En 2010, « l'opposant historique » n'a jamais été membre d'aucun gouvernement et s’en sert pour présenter une image de candidat neuf aux « mains propres ».


« J'ai hérité d'un pays, mais pas d'un État », dit-il pour expliquer l'ampleur de la tâche. Dix ans plus tard, Alpha Condé se targue d’avoir mis au pas l’armée, construit des barrages hydroélectriques qui devraient démultiplier la production énergétique du pays et révisé les contrats miniers. Mais la population ne ressent pas les retombées de la forte croissance, portée uniquement par l’exportation de bauxite.


Au milieu des années 2010, la Guinée a pris le pari d’approvisionner l’industrie chinoise après que l’Indonésie a interdit la vente du minerai brut pour encourager la transformation locale et que la Malaisie a décidé d’en suspendre sa production, car trop polluante.

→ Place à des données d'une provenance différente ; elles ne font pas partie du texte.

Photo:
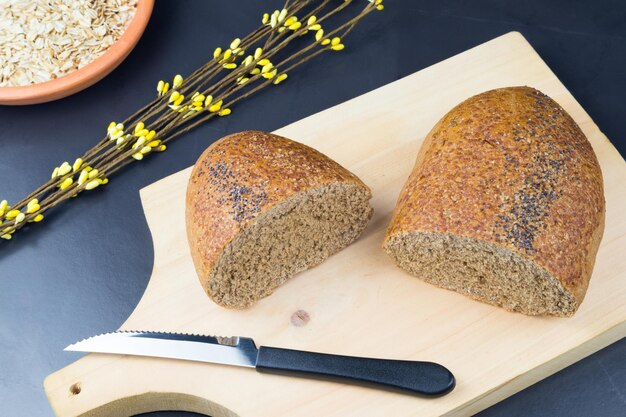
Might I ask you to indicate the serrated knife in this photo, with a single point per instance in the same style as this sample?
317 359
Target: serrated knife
423 378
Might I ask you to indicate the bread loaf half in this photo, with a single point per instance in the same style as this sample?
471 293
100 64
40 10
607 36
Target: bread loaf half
261 208
505 204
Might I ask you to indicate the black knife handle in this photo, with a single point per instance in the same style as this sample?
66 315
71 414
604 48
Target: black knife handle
425 378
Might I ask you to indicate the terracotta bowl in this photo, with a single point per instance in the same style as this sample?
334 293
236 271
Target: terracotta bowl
89 74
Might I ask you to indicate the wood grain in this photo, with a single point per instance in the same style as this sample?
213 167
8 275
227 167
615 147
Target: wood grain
359 303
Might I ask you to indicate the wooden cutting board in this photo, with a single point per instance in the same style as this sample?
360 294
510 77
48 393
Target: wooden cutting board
359 303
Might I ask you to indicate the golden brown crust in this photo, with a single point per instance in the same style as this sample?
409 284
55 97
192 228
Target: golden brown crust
511 167
241 176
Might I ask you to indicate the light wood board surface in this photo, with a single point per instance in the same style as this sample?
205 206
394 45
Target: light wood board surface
358 301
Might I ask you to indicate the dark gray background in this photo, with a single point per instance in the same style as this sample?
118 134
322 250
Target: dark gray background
82 271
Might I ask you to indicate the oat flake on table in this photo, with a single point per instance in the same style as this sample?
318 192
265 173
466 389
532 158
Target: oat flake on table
41 40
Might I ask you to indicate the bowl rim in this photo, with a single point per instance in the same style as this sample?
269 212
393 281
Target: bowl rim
89 74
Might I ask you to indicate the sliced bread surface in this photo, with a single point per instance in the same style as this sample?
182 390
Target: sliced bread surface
261 208
505 204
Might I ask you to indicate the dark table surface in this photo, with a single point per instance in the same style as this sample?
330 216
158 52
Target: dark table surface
82 270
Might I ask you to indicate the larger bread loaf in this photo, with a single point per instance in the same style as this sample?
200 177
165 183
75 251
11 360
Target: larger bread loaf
505 204
261 208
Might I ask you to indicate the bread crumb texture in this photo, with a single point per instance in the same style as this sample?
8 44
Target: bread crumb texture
261 208
505 204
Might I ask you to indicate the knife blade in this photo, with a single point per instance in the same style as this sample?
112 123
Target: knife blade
421 378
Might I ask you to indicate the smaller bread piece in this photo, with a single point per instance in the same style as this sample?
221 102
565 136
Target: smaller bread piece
505 204
261 208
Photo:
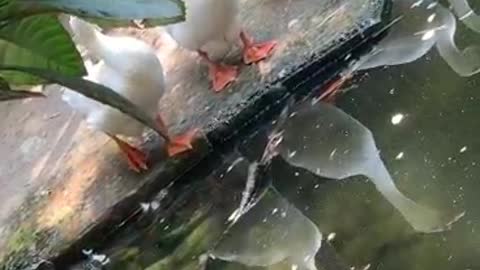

Ainsi, le pays termine pour la première fois un programme économique et financier avec le FMI. Malgré cela, il stagne toujours en queue de peloton des indicateurs de développement.


 


La politique dans le sang


« Même président, Alpha Condé continue de faire des discours d’opposant », juge un observateur. Ses cibles favorites sont ses deux principaux concurrents politiques, Cellou Dalein Diallo et Sidya Touré, deux anciens Premiers ministres qu’il accuse d’avoir « mis le pays à terre » lorsqu’ils étaient aux affaires sous le régime militaire de Lansana Conté. Mais au fil des années, le chef de l’État a fait revenir auprès de lui nombre d’anciens cadres de la Seconde République. Parmi eux, son actuel Premier ministre, Ibrahima Kassory Fofana, son conseiller spécial, Tibou Camara, ou le secrétaire général à la présidence, Kiridi Bangoura. Une ancienne garde qui cohabite avec de nouvelles têtes, plus jeunes, comme son chef de cabinet, Ibrahima Khalil Kaba, ou son chef du protocole, le très énergique et multitâche Mamadi Sinkoun Kaba.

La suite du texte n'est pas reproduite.